Katholieke helden: de Nederlandse zoeaven

Zoeaaf Pieter Jong, de ‘reus uit Lutjebroek’, ging strijdend ten onder. Foto: Collectie Nederlands Zouavenmuseum. In bruikleen van het Catharijneconvent te Utrecht

In de negentiende eeuw dweepte rooms Nederland met de zoeaven. De vrome katholieken waren bereid hun leven te offeren voor de paus.

In de kleurrijke geschiedenis van EW neemt Wim Zaal (1935-2021) een bijzondere plaats in. Liefst 36 jaar vulde hij als literair redacteur met vlotte pen kolommen van dit weekblad. Hij hield naast deze inspanningen nog voldoende tijd over om gedichten en toespraken voor prins Bernhard te schrijven en een lange reeks boeken te publiceren.

Zaals voorkeur ging uit naar het beschrijven van aparte figuren, in de marge van de samenleving. Van fascisten tot sekteleiders, van oplichters tot heiligen. Zijn grote belangstelling voor en kennis van de geschiedenis van de Rooms-Katholieke Kerk bleek onder meer uit De vuist van de paus (1980), een levendig boek over strijdlustige katholieken die de wapens opnamen om de Heilige Vader te beschermen.

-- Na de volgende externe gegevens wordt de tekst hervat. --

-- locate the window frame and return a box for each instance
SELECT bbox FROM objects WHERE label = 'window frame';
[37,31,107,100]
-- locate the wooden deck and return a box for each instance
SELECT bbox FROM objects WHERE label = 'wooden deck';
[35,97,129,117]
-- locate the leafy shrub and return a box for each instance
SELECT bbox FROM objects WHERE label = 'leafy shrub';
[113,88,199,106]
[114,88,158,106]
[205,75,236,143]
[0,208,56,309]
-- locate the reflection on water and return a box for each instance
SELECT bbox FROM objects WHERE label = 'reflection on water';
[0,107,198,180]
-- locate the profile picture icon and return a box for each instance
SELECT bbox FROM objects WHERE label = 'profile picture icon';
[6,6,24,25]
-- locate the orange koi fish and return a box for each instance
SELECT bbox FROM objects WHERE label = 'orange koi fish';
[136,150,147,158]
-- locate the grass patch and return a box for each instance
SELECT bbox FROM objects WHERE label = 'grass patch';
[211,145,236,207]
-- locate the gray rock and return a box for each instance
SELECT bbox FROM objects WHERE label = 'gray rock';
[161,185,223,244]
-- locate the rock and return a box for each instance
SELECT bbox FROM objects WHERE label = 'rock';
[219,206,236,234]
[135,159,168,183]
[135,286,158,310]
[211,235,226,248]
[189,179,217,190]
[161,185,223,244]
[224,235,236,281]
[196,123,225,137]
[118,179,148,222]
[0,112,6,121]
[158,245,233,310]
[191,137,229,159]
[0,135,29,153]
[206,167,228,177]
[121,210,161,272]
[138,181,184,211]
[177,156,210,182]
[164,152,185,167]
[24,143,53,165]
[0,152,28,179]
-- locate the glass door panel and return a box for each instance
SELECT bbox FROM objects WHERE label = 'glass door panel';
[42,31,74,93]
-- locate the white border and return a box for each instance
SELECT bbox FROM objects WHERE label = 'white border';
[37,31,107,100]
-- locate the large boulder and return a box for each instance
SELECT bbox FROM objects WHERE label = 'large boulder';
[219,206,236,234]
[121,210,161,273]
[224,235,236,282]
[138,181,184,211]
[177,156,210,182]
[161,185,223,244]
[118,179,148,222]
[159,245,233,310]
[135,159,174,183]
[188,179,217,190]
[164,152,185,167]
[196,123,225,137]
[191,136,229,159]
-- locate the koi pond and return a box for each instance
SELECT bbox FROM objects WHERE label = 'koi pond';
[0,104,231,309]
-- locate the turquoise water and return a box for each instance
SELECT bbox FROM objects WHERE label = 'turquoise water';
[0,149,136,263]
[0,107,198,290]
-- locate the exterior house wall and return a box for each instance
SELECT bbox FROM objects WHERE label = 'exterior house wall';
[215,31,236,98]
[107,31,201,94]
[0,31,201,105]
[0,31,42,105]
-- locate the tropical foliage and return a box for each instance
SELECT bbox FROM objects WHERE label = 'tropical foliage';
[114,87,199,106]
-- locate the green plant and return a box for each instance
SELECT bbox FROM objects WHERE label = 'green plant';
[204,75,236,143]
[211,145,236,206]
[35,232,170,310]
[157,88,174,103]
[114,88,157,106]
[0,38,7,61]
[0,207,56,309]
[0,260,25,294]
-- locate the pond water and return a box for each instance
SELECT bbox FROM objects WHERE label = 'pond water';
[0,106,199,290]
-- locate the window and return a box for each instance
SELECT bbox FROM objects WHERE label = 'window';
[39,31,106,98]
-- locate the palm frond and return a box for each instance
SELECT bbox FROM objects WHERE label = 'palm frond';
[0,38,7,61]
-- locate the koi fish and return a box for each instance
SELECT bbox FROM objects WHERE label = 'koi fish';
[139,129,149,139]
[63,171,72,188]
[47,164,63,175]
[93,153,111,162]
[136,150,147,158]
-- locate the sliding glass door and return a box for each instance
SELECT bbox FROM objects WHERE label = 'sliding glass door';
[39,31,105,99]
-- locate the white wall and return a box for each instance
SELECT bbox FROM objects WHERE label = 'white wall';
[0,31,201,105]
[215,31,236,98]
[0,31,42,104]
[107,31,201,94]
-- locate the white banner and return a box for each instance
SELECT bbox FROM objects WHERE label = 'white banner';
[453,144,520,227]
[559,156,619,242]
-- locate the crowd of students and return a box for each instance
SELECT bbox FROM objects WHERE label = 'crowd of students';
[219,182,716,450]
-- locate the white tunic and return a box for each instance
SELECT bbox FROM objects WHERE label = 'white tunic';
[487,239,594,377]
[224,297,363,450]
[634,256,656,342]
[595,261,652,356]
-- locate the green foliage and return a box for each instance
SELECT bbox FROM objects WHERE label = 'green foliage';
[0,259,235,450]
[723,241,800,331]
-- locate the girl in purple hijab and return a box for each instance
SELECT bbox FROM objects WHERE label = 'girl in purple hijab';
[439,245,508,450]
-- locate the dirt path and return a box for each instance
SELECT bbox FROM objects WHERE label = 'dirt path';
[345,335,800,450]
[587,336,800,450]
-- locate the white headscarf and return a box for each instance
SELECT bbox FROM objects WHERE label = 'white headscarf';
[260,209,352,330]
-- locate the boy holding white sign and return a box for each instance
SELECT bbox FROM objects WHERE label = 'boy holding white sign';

Later belichtte een andere productieve en veelzijdige journalist dezelfde groep. Kees Schaepman (1946-2022) publiceerde een jaar voor zijn dood de degelijke en informatieve studie Soldaten van God.

Paus Pius IX richtte in 1861 een eigen regiment op

Het is dus nogal overdreven om te stellen dat de zoeaven in de vergetelheid zijn geraakt, zoals Koen de Groot doet. Vermoedelijk was de historicus al druk bezig met het schrijven van Martelaren voor de paus toen hij Soldaten van God onder ogen kreeg. Maar hij biedt een waardevolle toevoeging aan de eerder verschenen studies. De Groot maakt namelijk uitgebreid gebruik van de brieven en dagboekaantekeningen die zich bevinden in het zoeavenmuseum in Oudenbosch. Met behulp van deze egodocumenten verschaft hij inzicht in hoe vrome Nederlandse katholieken het zelf ervoeren om hun leven op het spel te zetten voor de paus.

Het begon allemaal in 1861. Paus Pius IX voelde zich ernstig bedreigd door de Italiaanse koning Victor Emanuel II en diens nationalistische bondgenoot Giuseppe Garibaldi. Hij richtte een regiment op om zijn grondgebied te verdedigen. Tussen 1861 en 1870 meldden zo’n tienduizend vrijwilligers zich om de kerkvorst bij te staan. Deze zoeaven droegen een opvallend tenue, met pofbroek en rode buikband.

Uit Nederland kwamen 3.081 enthousiaste strijders

Aanvankelijk kwam de pauselijke bijstand vooral uit Frankrijk en België. Maar uiteindelijk leverden Nederlandse katholieken met 3.081 enthousiastelingen de belangrijkste bijdrage. Doorgaans wat naïeve jongemannen met een hang naar avontuur en een vurig geloof. De Groot volgt in zijn boek een viertal van hen op de voet, waardoor goed duidelijk wordt welke ontberingen en gevaren zij het hoofd moesten bieden.

Een van de katholieke krachtpatsers was Pieter Jong (1842-1867). De ‘reus uit Lutjebroek’ stierf een heldendood in een gevecht met een overmacht van aanhangers van Garibaldi. Hij velde, zo wil het verhaal, veertien vijanden voordat hij door bajonet- en dolksteken werd doorboord. ‘Zoo strijden en sneuvelen Nederlands zonen, voor de regten der kerk Gods!’ schreef de katholieke krant De Tijd een week later trots.

In eigen land werden de zoeaven soms als landverraders gezien

Niet overal was lof te horen voor de Nederlandse zoeaven. In het buitenland werden ze soms als primitieve huurlingen beschouwd, in eigen land als landverraders omdat ze voor een vreemde mogendheid streden. Maar het katholieke volksdeel dweepte enorm met ze, zeker als sprake was van een martelaarsdood.

De herinneringen aan het katholieke heldendom zijn vanzelf fletser geworden. Maar in zijn geboorteplaats Lutjebroek staat nog een standbeeld van Pieter Jong. En de plaatselijke voetbalvereniging heet VV De Zouaven.